Anticancer drug-induced life-threatening ventricular arrhythmias: a World Health Organization pharmacovigilance study

Abstract

Aims: With the explosion of anticancer drugs, an emerging concern is the risk for drug-induced sudden death (SD) via ventricular arrhythmias (VA).

Methods and results: We used the international pharmacovigilance database VigiBase (n = 18 441 659 reports) to compare drug-induced long QT (diLQT, n = 18 123) and VA (n = 29 193) including torsade de pointes (TdP, n = 8163) reporting for 663 anticancer drugs vs. all other drugs until 01/01/2019. The analysis used the 95% lower-end credibility interval of the information component (IC025), an indicator for disproportionate Bayesian reporting; significant when IC025 >0. There were 2301 reports (13.8% fatal) for 40 anticancer drugs significantly associated with diLQT (with 27 also associated with VA or SD) and 9 drugs associated with VA without diLQT. Half of these (46.9%, 23/49) were associated with SD. Most (41%, 20/49) were kinase inhibitors, 8% (4/49) were hormonal therapies, 6% (3/49) were immunotherapies, 24% (12/49) were cytotoxics, and 20% (10/49) were miscellaneous. In VigiBase, reports of diLQT, TdP, or VA increased from 580 in the period 1967-83 to 15 070 in 2014-18 with the proportion related to anticancer drugs increasing from 0.9% (5/580) to 14.0% (2115/15 070) (P < 0.0001). Concordance between these VigiBase signals and data concerning diLQT and VA/TdP identified in CredibleMeds or US Food and Drug Administration (FDA) labels was moderate (κ = 0.47 and 0.40, P < 0.0001). Twenty-three drugs represent new signals, while 24 flagged by CredibleMeds or FDA had no signal in VigiBase. A three-level SD risk stratification relying on isolated long QT (low risk), associated with VA without SD (moderate risk), and VA with SD (high risk) is proposed.

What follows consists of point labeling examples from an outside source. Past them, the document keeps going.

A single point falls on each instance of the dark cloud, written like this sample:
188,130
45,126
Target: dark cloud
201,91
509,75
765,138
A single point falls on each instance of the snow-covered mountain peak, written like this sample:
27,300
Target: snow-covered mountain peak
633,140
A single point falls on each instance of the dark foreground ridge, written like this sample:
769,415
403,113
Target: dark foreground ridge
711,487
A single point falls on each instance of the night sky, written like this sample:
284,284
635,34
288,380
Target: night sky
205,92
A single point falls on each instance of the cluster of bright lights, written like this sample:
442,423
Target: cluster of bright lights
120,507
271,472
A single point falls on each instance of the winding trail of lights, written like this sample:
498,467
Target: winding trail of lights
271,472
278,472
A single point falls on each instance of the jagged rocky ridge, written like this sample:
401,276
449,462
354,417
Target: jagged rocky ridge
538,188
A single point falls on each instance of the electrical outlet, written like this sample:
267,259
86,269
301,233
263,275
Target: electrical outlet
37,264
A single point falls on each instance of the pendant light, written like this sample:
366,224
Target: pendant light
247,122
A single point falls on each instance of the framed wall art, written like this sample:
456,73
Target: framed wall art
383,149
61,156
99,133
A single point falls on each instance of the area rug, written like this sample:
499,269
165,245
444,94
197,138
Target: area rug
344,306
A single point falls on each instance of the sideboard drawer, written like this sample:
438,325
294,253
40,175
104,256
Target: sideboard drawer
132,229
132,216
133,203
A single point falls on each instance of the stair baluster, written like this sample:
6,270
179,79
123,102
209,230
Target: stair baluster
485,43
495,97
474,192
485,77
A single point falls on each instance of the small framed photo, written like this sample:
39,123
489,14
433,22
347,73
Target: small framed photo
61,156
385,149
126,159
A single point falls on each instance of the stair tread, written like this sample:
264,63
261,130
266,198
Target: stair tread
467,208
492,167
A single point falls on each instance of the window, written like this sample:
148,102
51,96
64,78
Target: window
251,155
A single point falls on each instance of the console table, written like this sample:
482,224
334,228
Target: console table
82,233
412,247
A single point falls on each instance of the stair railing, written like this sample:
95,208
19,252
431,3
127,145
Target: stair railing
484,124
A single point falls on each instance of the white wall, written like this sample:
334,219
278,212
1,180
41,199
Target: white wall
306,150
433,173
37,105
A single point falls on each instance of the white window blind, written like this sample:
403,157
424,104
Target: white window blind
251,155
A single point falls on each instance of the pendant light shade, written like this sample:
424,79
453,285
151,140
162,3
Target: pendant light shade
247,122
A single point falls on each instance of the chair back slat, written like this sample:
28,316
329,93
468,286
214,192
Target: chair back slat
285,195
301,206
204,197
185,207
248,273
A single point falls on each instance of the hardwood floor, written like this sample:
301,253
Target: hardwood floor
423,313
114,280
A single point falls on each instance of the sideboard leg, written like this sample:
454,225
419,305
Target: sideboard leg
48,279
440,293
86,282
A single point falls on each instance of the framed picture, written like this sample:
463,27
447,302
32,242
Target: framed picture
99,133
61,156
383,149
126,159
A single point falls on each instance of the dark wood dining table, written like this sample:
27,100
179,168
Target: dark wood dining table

Conclusion: This list of liable anticancer drugs may prove useful for physicians and regulatory authorities to re-evaluate cardiac monitoring requirements.

Clinical trial registration: NCT03530215.

Keywords: Anticancer drugs; Disproportionality analysis; Long QT; Pharmacovigilance; Torsade de pointes; Ventricular arrhythmias.

Graphical Abstract

Evolution of reporting for drug-induced long QT, ventricular arrhythmias, and torsade de pointes associated with anticancer drugs (A) as a function of their classes (B) in VigiBase from inception (1967) to January 2019.

Figure 1

Evolution of the absolute number of long QT syndrome and/or ventricular arrhythmias including torsade de pointe reports over time for each of the 49 culprit anticancer drugs identified using VigiBase (see Table 1). For each drug, the year of Food and Drug Administration approval was added when available (otherwise, NA stands for not available).

Figure 2

Three-level sudden death risk stratification for the 49 liable anticancer drugs associated with isolated drug-induced long QT (low risk), ventricular arrhythmias without sudden death (moderate risk), and ventricular arrhythmias with sudden death (high risk) identified in VigiBase (through 1 January 2019). Absolute number of ventricular arrhythmias (N  _VA) including torsade de pointes (associated (N  _LQT + N  _VA) or not with diLQT reports by drug and sudden death risk level is displayed in (A) and (B), respectively. The corresponding proportion of such cases (N  _VA or N  _LQT + N  _VA) over the total number of overall adverse drug reactions per drug (N  _drug) are displayed in (C) and (D), respectively.

Figure 3

Overlap and overall fatality rate of drug-induced long QT syndrome, torsade de pointe, and ventricular arrhythmia reports associated with the 49 drugs identified in VigiBase (A) with their respective time to onset (B). Overlap in VigiBase for reports of drug-induced long QT and ventricular arrhythmia including torsade de pointes for these 49 drugs as a function of the underlying drug classes (C) with their corresponding time to onset (D). Differences in median time to onset by groups were compared by Wilcoxon tests and Dunn’s post-test. * and ** stands for P ≤ 0.05 and ≤0.0001, respectively. combo, reports containing at least one culprit anticancer drugs from at least two different anticancer drug classes; CT, cytotoxic therapy; HT, hormone therapy; IT, immunotherapy; KI, kinase inhibitor; Misc, miscellaneous.